CC5 and CC8, Two Disintegrin Isoforms from Cerastes cerastes Snake Venom Decreased Inflammation Response In Vitro and In Vivo

Abstract

Inflammation is associated with many pathology disorders and the malignant progression of most cancers. Therefore, targeting inflammatory pathways could provide a promising strategy for disease prevention and treatment. In this study, we experimentally investigated the anti-inflammatory effect of CC5 and CC8, two disintegrin isoforms isolated from Cerastes cerastes snake venom, on LPS-stimulated macrophages, both on human THP-1 and mouse RAW264.7 cell adherence and their underlying mechanisms by measuring cytokine release levels and Western blot assay. Equally, both molecules were evaluated on a carrageenan-induced edema rat model.

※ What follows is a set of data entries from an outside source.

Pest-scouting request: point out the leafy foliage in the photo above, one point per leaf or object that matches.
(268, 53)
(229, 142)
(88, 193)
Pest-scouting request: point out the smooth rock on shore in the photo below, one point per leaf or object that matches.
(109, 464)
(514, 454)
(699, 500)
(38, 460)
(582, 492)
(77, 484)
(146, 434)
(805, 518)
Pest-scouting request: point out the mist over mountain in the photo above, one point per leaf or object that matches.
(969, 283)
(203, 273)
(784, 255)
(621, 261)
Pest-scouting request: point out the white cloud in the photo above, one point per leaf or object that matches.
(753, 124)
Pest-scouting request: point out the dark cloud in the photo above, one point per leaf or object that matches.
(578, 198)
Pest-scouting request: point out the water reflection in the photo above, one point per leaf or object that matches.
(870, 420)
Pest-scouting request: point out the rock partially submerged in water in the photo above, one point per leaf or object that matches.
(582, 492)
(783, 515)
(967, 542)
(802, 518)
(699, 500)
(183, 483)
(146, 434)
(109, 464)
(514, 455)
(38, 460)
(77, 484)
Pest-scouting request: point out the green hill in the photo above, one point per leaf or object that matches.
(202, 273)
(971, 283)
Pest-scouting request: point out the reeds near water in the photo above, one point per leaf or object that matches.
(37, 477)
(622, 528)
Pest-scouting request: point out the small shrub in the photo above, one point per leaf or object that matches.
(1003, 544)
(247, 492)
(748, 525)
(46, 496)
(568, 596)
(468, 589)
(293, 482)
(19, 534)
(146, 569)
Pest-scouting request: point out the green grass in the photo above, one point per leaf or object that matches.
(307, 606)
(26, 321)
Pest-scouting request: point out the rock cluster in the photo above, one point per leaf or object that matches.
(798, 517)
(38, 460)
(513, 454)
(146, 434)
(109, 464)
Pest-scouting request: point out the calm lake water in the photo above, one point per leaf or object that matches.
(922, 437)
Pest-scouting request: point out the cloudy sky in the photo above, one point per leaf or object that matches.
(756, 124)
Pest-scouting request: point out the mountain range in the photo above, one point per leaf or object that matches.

Our findings suggest that CC5 and CC8 were able to reduce adhesion of LPS-stimulated macrophages both on human THP-1 and mouse RAW264.7 cells to fibrinogen and vitronectin through the interaction with the αvβ3 integrin receptor. Moreover, CC5 and CC8 reduced the levels of reactive oxygen species (ROS) mediated by the NF-κB, MAPK and AKT signaling pathways that lead to decreased production of the pro-inflammatory cytokines TNF-α, IL-6 and IL-8 and increased secretion of IL-10 in LPS-stimulated THP-1 and RAW264.7 cells. Interestingly, both molecules potently exhibited an anti-inflammatory effect in vivo by reducing paw swelling in rats. In light of these results, we can propose the CC5 and CC8 disintegrins as interesting tools to design potential candidates against inflammatory-related diseases.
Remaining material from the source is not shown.